Cuando, semanas después, pudieron salir de Marsella, la vida conyugal era otra. Gould, todavía convaleciente de sus heridas, parecía sentir vergüenza delante de su esposa. «¡No haber sabido defenderte!...», decían sus ojos. Y lanzaba á continuación su mirada suplicante.

Esta mirada devolvía á Mina un pálido recuerdo del antiguo afecto. Sólo esta mirada era verdad. Todo lo demás del héroe, pura mentira. Su marido resultaba un pobre muchacho, simple y bueno, necesitado de que lo protegiesen. Ella lo defendería, como en la noche de Marsella. ¡Adiós, amor! Sólo quedaba en la millonaria un afecto que tenía mucho de maternal.
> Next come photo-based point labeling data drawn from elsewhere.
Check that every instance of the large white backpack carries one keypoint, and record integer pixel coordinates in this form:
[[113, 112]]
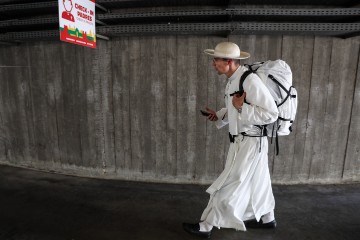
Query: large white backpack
[[277, 77]]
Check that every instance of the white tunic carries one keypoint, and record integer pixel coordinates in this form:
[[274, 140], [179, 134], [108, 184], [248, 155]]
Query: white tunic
[[243, 190]]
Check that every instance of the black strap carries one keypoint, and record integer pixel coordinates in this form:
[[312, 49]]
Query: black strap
[[288, 94], [241, 83]]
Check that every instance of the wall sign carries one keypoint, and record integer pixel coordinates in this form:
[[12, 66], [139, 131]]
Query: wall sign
[[77, 22]]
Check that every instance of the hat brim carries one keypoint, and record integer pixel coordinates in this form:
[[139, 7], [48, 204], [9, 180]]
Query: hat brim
[[211, 52]]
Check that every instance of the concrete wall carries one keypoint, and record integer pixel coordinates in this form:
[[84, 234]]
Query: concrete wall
[[130, 108]]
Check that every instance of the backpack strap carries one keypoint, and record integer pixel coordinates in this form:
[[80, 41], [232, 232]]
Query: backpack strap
[[282, 86], [241, 82]]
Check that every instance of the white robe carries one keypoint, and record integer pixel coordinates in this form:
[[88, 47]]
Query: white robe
[[243, 190]]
Los dos, con la pesada tristeza del desengaño, se aburrieron en todas partes, y acortaron su viaje para volver á los Estados Unidos.
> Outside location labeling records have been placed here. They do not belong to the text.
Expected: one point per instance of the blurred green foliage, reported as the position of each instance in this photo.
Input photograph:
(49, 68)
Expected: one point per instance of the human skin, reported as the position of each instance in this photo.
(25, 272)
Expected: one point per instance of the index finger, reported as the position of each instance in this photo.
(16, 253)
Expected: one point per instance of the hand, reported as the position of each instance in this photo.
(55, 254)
Creían adivinarse en los ojos sus respectivos pensamientos.

—Se divorciará apenas lleguemos á Nueva York.... Mejor: volveré á dedicarme á la cinematografía.

Pero esto representaba para Gould un suplicio. ¡Separarse de Mina, á la que amaba ahora más que antes, con la ternura de la gratitud y la amargura del remordimiento!...

Ella también pensaba en el divorcio.

—¡Todo mentira!... Tendré que rehacer mi existencia con otro.

Y empezó á pensar en África y en los continuadores de las cacerías de Roosevelt.

Al llegar á Nueva York, los periódicos hablaron de Mina por ser la esposa del célebre Gould. Las amigas seguían envidiándole el «rey de las praderas» y encontraban muy interesante su matrimonio. ¿Era prudente, después de esto, abandonar á su buen mozo, para que lo agarrase otra mujer?...

La vida en intimidad resultaba triste y penosa. El recuerdo de aquella noche se interponía entre los dos. El pobre «rey» conoció una reina que no había sospechado nunca: injusta, rencorosa, sarcástica, propensa á encontrar malo todo lo de su marido.

Una mañana, á la hora del breakfast, por una discusión insignificante, la misma mano que había disparado varios tiros en el Puerto Viejo de Marsella agarró un plato y lo arrojó contra la cara del hombre célebre. La porcelana se hizo pedazos, hiriéndole. Lionel se limpió la sangre de una mejilla, y luego miró á su esposa con aquellos ojos de niño abandonado é implorante.

—¡Oh, mi rey!—gritó ella, refugiándose en sus brazos—. ¡Pobrecito mío!... Perdóname; soy una loca. No te abandonaré nunca.

Y durante todo el día, Gould conoció la más amorosa y sumisa de las mujeres.

Desde entonces la vida de los dos se desarrolló con violentas alternativas: primeramente discusiones buscadas por ella, que terminaban con golpes, y luego, tras la mirada implorante del esposo, la feliz reconciliación. Hasta le permitió que volviese al arte cinematográfico, siendo protagonista de varios films, cuyos argumentos se hacía relatar ella anticipadamente. Su Lionel sólo debía aparecer en el círculo luminoso realizando hazañas nunca vistas.

Jamás había hablado con tanto entusiasmo de su esposo. Lo mismo en presencia de él que estando á solas con sus amigas, hacía elogios del héroe, ensalzando su fuerza irresistible, su valor temerario.

Lionel Gould era siempre el mismo. Estaba orgullosa de llevar su nombre.

Después de esto sonreía con verdadera satisfacción, halagada por orgullosos pensamientos que nadie podía adivinar.

Sí; su marido continuaba siendo el invencible, el único, «El rey de las praderas», y con esto quedaba dicho todo.

Pero ella, en su casa, le pegaba al «rey de las praderas».